I don't think I've gone overboard. As I mentioned before, my V1250 came with only 256mb RAM, and that ceased to be even remotely sufficient after Microsoft's Service Pack 2 for XP. It was only natural to upgrade the memory. At that point, 512mb becomes essentially a minimum requirement, and no one wants the bare minimum (Don't tell Safe Auto I said that!). Since the maximum my device could hold was 768mb, it just made sense to spend a little bit extra and do the most good--and what good it did!
The 512mb memory upgrade in place
Several very knowledgeable friends had told me years ago to buy Kingston memory. Not only were these very reliable modules, but Kingston memory is warranted against defects for life, and I believe that was rather unheard of at the time. Since then, I'd always been willing to pay the extra for Kingston quality, and I have seen what can happen when you don't. Knowing that Kingston is what ViewSonic recommends only reinforced my conviction. With this in mind, I began saving for that expensive (for me) upgrade.
Saving was taking soooo long. There were bills to pay. and GoBinder and TPC accessories to buy (see previous blogs). The MVPs on the Microsoft newsgroups and TabletPCBuzz (as well as others who post to those forums) praised another vendor, Crucial. They said Crucial sold good stuff, and that they also had a lifetime warranty. I was tired of waiting, and my baby was sluggish after Service Pack 2, so I nervously gave Crucial a try. End result: I now have two companies I trust for my memory upgrades. My TabletPC once again became a joy to use.
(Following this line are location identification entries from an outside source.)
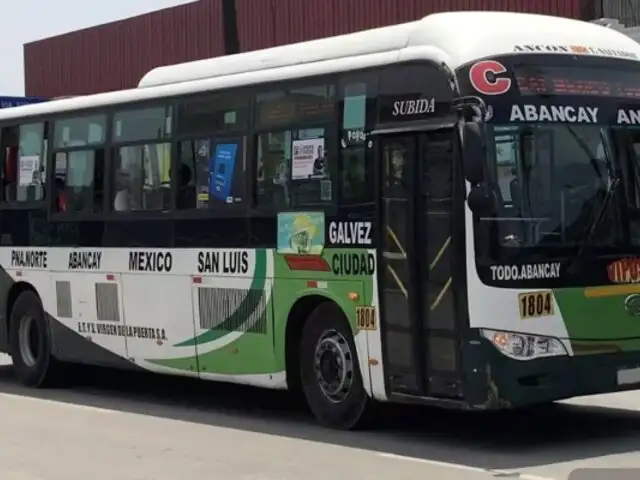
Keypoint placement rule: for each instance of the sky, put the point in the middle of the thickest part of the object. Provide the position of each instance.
(27, 20)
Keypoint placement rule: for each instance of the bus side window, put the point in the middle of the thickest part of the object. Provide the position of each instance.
(79, 164)
(357, 101)
(295, 151)
(211, 161)
(142, 159)
(23, 169)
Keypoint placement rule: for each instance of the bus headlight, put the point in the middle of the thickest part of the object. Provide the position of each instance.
(522, 346)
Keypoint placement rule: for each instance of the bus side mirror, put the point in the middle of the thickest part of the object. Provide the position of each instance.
(473, 152)
(480, 202)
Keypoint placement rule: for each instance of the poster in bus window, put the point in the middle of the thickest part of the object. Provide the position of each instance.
(221, 166)
(28, 170)
(308, 159)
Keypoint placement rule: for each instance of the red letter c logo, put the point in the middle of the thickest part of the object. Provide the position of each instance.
(483, 78)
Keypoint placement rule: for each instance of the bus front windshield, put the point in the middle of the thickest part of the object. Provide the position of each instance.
(550, 181)
(563, 167)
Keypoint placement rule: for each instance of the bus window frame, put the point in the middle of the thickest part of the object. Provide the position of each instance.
(233, 210)
(66, 217)
(331, 125)
(41, 204)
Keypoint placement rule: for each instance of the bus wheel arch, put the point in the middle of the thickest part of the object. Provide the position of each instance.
(14, 292)
(325, 362)
(298, 316)
(29, 337)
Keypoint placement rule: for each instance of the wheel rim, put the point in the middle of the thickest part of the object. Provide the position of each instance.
(333, 364)
(30, 341)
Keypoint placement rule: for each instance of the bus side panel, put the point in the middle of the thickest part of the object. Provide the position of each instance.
(298, 280)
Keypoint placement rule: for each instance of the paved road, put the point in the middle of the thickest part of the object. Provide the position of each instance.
(131, 427)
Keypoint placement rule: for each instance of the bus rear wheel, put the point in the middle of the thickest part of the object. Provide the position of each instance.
(331, 377)
(30, 341)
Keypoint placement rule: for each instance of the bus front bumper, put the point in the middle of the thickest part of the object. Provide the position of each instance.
(497, 381)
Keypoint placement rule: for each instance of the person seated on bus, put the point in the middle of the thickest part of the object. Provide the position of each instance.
(121, 201)
(62, 199)
(186, 197)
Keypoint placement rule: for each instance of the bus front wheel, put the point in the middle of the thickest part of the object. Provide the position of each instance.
(30, 341)
(331, 378)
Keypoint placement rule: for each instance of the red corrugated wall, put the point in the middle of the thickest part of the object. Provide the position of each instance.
(266, 23)
(117, 55)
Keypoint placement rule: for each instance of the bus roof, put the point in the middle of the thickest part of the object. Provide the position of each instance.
(461, 36)
(452, 38)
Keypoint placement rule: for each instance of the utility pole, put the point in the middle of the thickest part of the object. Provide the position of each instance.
(230, 27)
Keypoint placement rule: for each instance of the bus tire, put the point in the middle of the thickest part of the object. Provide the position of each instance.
(331, 377)
(30, 341)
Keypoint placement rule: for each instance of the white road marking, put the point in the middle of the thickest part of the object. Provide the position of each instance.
(468, 468)
(76, 406)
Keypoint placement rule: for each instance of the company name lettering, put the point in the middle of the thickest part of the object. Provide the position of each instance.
(353, 264)
(350, 233)
(413, 107)
(574, 49)
(85, 260)
(150, 261)
(129, 331)
(231, 262)
(628, 117)
(29, 258)
(539, 271)
(553, 113)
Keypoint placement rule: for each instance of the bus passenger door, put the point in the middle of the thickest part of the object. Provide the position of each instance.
(91, 305)
(416, 275)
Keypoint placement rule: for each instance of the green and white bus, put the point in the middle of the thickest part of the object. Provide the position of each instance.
(441, 212)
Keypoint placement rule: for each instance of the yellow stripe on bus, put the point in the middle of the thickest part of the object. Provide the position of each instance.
(611, 291)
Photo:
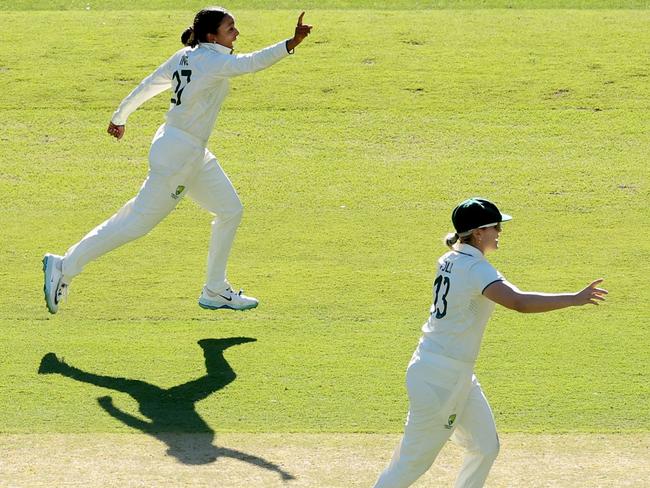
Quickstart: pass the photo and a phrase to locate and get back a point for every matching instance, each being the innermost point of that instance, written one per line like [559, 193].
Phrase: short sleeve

Another deficiency SP2 was good at pointing out was that a 30gb hard drive simply isn't sufficient, even if it is 3 times the storage capacity my last laptop had. In order to do the practically mandatory post-upgrade defrag, I had to uninstall EtherLords, among other things, just to free up that crucial 15-20% free space. It didn't take me long to call up ViewSonic support for reassurance that the planned hardware upgrades would not invalidate my warranty.
The new hard drive's box (I installed the drive before I thought about snapping a pic)
I had decided a 60gb drive would be sufficient and would be less of a drain on the pockets, but after I received Neverwinter Nights Platinum as a Christmas gift (it needs 4 gigabytes of hard drive space!), and after deciding I absolutely must run at least four operating systems on my baby (and thus learn what VMWare is about), it occurred to me that I would be needing more. Add to that my insistence on keeping an image of my boot drive on another partition (no restore disks for me, thanks), then sticking a movie and some traveling music on yet another partition, and my final selection of 100 gigabytes starts to look a little small. The Seagate drive certainly wasn't cheap, either, but I made the purchase palatable by tossing in a couple of CompUSA gift cards I'd received. I didn't buy a particularly fast drive, but at 5400 rpm, it's still faster than the original (4200 rpm) Hitachi TravelStar. I also purchased an adapter (shown below) for attaching my notebook drive to a desktop PC. The CompUSA staff member who'd help me locate that connector also led to to some rather reasonably priced USB enclosures. I was pretty sure a USB solution wouldn't work for imaging my new drive, but I'd wanted one, anyway, so I bought it.
ATA to IDE Adapter
As I suspected, when I slapped my new drive into the USB enclosure (pictured below) and booted with my external TEAC burner), Drive Image 2002 did not see the USB drive, so I used my new adapter to connect my old drive to the cable on the secondary IDE channel of my desktop PC. After that, it was easy to create a compressed image on the desktop's hard drive. I then removed the old drive from the adapter, attached the new one and used Drive Image to put the snapshot of my old drive on the new one, enlarging the source partitions as I went along. When I removed the new drive from the desktop computer and installed it in the TPC, I was almost surprised to see that a change was barely even noticed by the machine or by Windows. I think Windows reported a new device and wanted to reboot, but the process was otherwise shockingly perfect.
USB Notebook Drive Enclosure
The USB enclosure is now an accessory. I popped an old 3gb hard drive in it and use it for data transfers.
I'm currently debating buying a G WiFi PC card (I don't use the slot for anything else, and my onboard WiFi NIC is a B).